ということば。そして26日の私のエントリーで、補導された少年たちのプロフィールを紹介するル・モンド記事の中で重要だと思い、その意見に応えて猫屋さんが翻訳してくれた少年たちの経歴の具体例の部分について、id:chorolynさんから「これは大事。いい仕事です。...こういうものを積み重ねた上で議論しないとマズイ。」というTBコメントをいただいた。今回、適確な判断を下しているのは現場を見ている社会学者で、「哲学者たち」「思想の首領たち(を批判した人)」のずさんさが目立つ。評論家、哲学者はブルデューいうところの「透視の幻想」を捨てろといいたいが、気にしない人は気にしないので言いたい放題だ。上のコメントの一つが「数学の先生」をレファレンスにしたものであり、もう一つは文書資料を実証的に吟味しながら仕事をしている(とお見受けできる)歴史学徒からのものというのは意味深い。このあたり、データから出発して自らの仮説に変更を変え、そのインタラクションで仕事をするというスタイルの学問的訓練を経ている人と、同じ学問でも、そうでなくても別に困らない(ほんとう困るのだが)ようなところで仕事をしている人との間にある溝のようなものを感じる。もっとも前者のカテゴリーに属する人でも、論ずる対象が変ればきれいさっぱりそうした訓練の習慣も忘れてしまうという例も往々にしてあるのだが。

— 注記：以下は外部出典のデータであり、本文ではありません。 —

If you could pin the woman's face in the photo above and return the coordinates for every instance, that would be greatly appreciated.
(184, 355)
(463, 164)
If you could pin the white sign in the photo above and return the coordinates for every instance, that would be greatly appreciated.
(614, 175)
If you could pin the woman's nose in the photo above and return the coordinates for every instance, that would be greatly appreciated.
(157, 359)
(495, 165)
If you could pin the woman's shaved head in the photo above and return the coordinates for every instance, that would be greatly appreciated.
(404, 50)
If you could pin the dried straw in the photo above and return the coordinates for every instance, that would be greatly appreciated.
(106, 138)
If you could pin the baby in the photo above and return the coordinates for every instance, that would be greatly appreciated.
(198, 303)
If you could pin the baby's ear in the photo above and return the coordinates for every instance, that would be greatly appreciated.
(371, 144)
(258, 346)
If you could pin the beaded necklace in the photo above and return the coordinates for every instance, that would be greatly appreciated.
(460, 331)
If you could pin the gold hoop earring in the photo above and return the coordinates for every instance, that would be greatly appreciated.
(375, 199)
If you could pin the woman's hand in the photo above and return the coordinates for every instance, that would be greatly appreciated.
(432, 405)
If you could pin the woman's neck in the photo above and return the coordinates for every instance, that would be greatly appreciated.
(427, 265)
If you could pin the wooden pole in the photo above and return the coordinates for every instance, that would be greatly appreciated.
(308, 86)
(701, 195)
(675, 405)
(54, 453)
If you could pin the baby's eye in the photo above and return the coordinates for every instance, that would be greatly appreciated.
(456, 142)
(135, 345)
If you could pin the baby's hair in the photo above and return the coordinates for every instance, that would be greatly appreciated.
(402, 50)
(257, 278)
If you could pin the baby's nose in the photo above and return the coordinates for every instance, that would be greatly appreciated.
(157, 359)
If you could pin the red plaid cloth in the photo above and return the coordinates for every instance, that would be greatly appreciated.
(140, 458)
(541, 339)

...と、このあたりで、最近記事のコメントにお返事できないまま力つきる...

*1:追記:シラク流のポピュリズニムには一定の限度というのがあった。

P.Comme Politiques

ル・モンド社説 Jean-Marie Colombani, "Après le choc, (28/29.11.05)" いろはカルタ「P」項のココロ。

政治家たちの力学関係--大統領権力の弱体化(健康上の理由を発端とし政治力学の問題となっていった)、反対勢力の自制(野党、組合)を背景に、突っ走るヴィルパン−サルコジの二人三脚*1

社説全体の紹介は猫屋さんのところに。(>猫屋さん。超訳で翻訳分担のお返し。適当につまみぐいしてうめてください。)

*1:[第5共和制に代る第6共和制を訴える社会党左派新勢力の]アルノー・モンブールをは気づいていないかもしれないが、大統領からより多くの権力を委譲された首相制という彼の考えは、もうすでに勝利を収めている。考えられないようなヴィルパン-サルコジというコンビが大統領権力の機能不全を埋めている。首相がすべての権力を行使し、内務大臣が現場を仕切るという役割分担のもとに。この二人は、二人三脚で、めざましく働き、秩序の回復という急務を解決した。二人は、世論の支持とさらには、まるでどこかにいなくなったかたに見えるほど論争のエスカレートをいっさい避けた野党の暗黙の支持を得て、言ってみれば、国家を維持経営した。▼われわれが共和主義的君主制にいることを考えれば、国家の最高権力が衰えをみせたときに秩序を乱す騒動が勃発したのを偶然と考えることはできない。大統領権力がすべての権力機関をまとめるたがであることを止めていながら何も起らないということは有り得ない。この事態は二つの方向に作用した。一方の晴れ晴れしい解放、他方の自制である。後者つまり労働組合は、おそらくとまどいながら、バンリュウの暴力による危機を政治・社会運動へと接続発展させていくことは危険すぎると考えたのである。